Vaire can’t answer. His fingers slip through Kyarin’s hair, grazing over and around his ear, settling his palm against the side of his head.
He leans into the touch, curling his fingers like gentle wisps of mist around Vaire’s arm.
Resting his forehead against Kyarin’s, they close their eyes and breathe together.
Eventually the stories and legends and songs bring into existence a land exactly the same, but free of human touch. Well, save what structures were there when the humans imagined it as so alike to their own world.
At first, it is a fascinating wonder. Even the civilized gods cannot help but wander astoundedly through it.
The wild gods spend a few decades there—the blink of an eye.
The mystique wears off when they realize the land is no different from human art.
Colorful, pretty, but static and lifeless.
Nothing has a heart, a soul. Nothing is connected.
Vaire feels no connection with the growing things, Terrin feels no embrace from the earth, Nuada feels no pull from the sea.
It is like walking in a dead land, but even Dihen doesn’t like it.
It is not dead, they say. It was never alive to begin with.
So they return.
In the time they were gone, humans had carved another large swath of forest out of the land. It hits Vaire like a sword slicing through a limb and he buckles the second they are home. Kyarin holds him up, silent and stoic under his own grief, but Vaire’s pain is felt by the others.
We need to speak with the human gods again, Terrin tells them all gravely. But the human gods rebuke his offer to meet. So they all gather on a cliff by the sea.
‘The humans have begun digging into me,’ Terrin says.
‘So does sea,’ Ailel points out. ‘Crystal grows inside you.’

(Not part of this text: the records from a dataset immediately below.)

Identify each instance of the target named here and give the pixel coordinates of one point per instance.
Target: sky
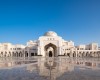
(24, 20)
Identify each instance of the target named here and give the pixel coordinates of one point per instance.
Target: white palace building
(49, 45)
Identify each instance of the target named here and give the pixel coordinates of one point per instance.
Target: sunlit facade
(49, 45)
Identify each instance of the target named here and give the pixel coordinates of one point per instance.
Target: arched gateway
(50, 50)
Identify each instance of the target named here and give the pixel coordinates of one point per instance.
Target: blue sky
(24, 20)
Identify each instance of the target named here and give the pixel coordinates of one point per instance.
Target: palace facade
(49, 45)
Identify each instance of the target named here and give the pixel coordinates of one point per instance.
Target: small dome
(50, 33)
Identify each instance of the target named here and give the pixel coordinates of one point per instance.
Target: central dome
(50, 33)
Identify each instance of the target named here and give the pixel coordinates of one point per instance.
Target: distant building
(49, 45)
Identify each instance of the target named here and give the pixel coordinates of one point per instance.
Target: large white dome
(50, 33)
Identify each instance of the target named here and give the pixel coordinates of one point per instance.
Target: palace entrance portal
(50, 50)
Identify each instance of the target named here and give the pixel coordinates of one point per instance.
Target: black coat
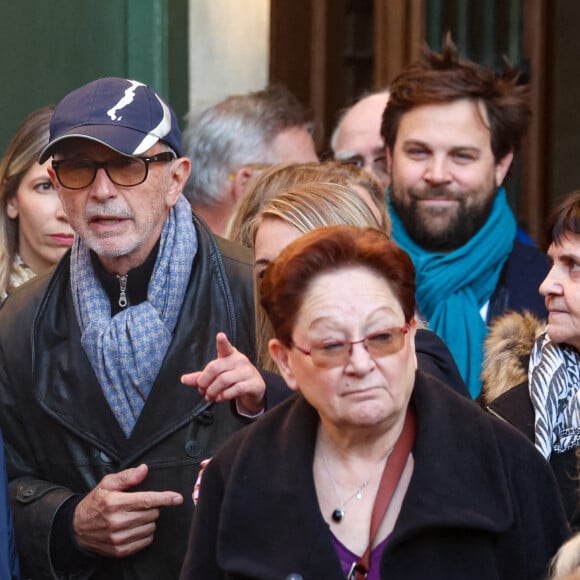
(481, 503)
(519, 281)
(515, 407)
(62, 438)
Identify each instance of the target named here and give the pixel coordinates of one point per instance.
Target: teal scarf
(452, 288)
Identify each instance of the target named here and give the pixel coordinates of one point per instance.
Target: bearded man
(451, 129)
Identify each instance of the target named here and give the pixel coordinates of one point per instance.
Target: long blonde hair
(21, 154)
(305, 207)
(284, 176)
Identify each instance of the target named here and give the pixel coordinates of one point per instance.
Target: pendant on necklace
(337, 515)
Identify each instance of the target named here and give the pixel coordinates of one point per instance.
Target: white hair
(235, 132)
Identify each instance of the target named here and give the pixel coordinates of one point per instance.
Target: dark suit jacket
(521, 276)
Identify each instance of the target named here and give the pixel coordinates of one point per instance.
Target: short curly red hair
(288, 278)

‘Sea and crystal fill parts of me that were empty without them. They do not dissect me to rip out my insides for their own use.’
‘What can we do?’ Geom asks. ‘Their gods have no will to defy them.’
‘We cannot negotiate with the humans themselves,’ Sulan says. ‘They are too scared of us to see our presence as anything but a threat.’
‘You and air have nothing they can destroy.’ Terrin shakes his head. ‘Nature is being felled. Darkness is being ripped apart. This is more urgent than you can perceive.’
‘I was the first to caution against humans,’ Sulan reminds him.
‘This is my fault,’ Vaire says. ‘I was too captivated by them to see the danger they posed.’